Pushing Ahead on Medicare

Congress is moving ahead rapidly to complete action on legislation that would save Medicare patients billions of dollars in doctor, hospital and prescription-drug costs. It would be the most extensive expansion of Medicare benefits since the program was established in 1965. And the most novel.

In both House and Senate versions all of the increased benefits would be paid for by Medicare beneficiaries themselves, both through increases in existing Part B premiums and through a special supplemental premium based for the first time on the income of the individual.

The legislation would cap out-of-pocket hospital and doctor expenses at less than $2,000 a year--$1,700 in the bill approved by the Senate Finance Committee and now awaiting floor action, and $1,587 in the more generous legislation that has already cleared the House. Because both bills go beyond the proposals originally made by Dr. Otis R. Bowen, secretary of health and human services, and subsequently endorsed by President Reagan, the President threatens a veto.

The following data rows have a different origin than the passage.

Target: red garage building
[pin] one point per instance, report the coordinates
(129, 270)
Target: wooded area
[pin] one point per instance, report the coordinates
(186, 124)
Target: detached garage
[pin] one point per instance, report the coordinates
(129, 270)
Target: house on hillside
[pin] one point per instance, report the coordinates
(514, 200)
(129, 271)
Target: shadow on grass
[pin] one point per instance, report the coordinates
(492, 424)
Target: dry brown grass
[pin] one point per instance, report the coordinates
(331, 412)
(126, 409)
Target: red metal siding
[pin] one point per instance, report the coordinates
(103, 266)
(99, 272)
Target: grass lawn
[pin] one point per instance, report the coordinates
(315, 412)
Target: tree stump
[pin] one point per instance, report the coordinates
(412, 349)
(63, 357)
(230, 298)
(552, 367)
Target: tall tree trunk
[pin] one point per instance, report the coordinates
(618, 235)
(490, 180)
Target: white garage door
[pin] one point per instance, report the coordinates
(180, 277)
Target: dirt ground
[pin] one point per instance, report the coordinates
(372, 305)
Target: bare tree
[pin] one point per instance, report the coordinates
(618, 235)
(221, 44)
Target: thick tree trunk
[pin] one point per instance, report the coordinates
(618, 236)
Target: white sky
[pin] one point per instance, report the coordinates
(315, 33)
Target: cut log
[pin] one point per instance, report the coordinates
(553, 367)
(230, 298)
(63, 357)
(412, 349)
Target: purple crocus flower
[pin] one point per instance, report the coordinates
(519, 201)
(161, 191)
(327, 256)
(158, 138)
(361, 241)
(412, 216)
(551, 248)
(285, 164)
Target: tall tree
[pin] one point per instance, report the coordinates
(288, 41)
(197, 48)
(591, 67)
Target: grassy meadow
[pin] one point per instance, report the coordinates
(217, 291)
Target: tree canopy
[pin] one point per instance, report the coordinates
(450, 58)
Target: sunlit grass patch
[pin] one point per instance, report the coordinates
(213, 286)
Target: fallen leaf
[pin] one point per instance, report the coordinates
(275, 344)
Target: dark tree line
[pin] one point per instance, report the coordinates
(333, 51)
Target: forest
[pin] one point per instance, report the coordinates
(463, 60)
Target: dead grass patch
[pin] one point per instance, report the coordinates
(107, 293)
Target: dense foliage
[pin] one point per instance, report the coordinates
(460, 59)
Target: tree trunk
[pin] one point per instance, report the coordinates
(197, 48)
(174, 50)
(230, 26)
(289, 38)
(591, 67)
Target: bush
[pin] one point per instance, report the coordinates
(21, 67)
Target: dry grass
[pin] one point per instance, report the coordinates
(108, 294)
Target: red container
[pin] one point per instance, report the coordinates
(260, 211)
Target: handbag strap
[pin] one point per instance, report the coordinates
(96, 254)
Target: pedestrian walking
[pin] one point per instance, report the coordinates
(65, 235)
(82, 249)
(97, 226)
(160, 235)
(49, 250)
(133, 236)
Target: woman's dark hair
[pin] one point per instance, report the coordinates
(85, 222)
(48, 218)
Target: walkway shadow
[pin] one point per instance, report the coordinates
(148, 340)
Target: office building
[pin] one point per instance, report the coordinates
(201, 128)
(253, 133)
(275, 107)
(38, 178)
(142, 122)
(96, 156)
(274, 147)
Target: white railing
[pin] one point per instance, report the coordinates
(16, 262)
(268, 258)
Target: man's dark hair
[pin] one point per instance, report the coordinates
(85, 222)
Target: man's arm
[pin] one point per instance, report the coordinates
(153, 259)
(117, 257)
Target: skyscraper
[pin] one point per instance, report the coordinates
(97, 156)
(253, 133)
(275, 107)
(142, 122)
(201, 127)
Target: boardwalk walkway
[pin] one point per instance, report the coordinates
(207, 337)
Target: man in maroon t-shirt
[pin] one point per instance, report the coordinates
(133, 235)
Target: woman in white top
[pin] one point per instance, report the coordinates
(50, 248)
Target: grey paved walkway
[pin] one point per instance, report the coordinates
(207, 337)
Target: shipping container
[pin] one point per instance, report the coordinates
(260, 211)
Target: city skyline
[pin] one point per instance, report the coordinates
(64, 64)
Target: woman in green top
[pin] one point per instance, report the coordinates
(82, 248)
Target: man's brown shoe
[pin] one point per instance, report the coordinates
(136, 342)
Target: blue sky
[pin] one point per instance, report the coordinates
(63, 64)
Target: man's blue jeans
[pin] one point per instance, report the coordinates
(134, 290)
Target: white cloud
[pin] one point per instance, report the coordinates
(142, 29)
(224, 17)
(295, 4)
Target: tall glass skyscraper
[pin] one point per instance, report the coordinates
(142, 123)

There are significant differences between the House-passed bill and that approved by the Senate Finance Committee, but the Senate is expected to use floor amendments to add some of the services provided by the House. That is a good idea.

Perhaps the most controversial element is the coverage of prescription-drug expenses for outpatient care. Under the House bill, 80% of the cost of these prescriptions would be paid by Medicare after $500 had been expended in any calendar year. The Senate bill does not provide for this coverage. The President, armed with what appear to be inaccurate estimates, has based his veto threat on this proposal, arguing that it would be a budget buster. The sponsors, however, are confident that it can be funded through the increased Part B Medicare premium proposed in the bill, and their arguments appear sound. Costs of this protection will indeed rise, but that is a solid argument in favor of providing this protection.

The conference committee that will iron out differences between the Senate and House bills will need to look carefully at the drug issue from two aspects. One is the problem that would be created as AIDS patients become eligible for Medicare; the cost of AIDS-related drugs is as high as $1,000 a month, and would require supplemental federal funding if it were not to bankrupt the program funded under Part B of Medicare. A second consideration is what to do about the prescription-drug benefits now paid by some companies, along with other benefits, for their retired employees. These employees would suffer a real loss in benefits if they had to participate in a pay-as-you-go federal program, which eventually would cost higher-income retirees more than $1,000 a year in premiums. They also would lose equal, or better, benefits now paid by employers.

The various bills are called catastrophic health insurance. In fact, none of them address the ultimate catastrophe: the cost of long-term nursing-home care for persons with such diseases as Alzheimer's. But that does not diminish the importance of this legislation as a useful step, providing at least protection against catastrophic costs for doctors, hospitals and prescription drugs--a $6-billion-a-year burden.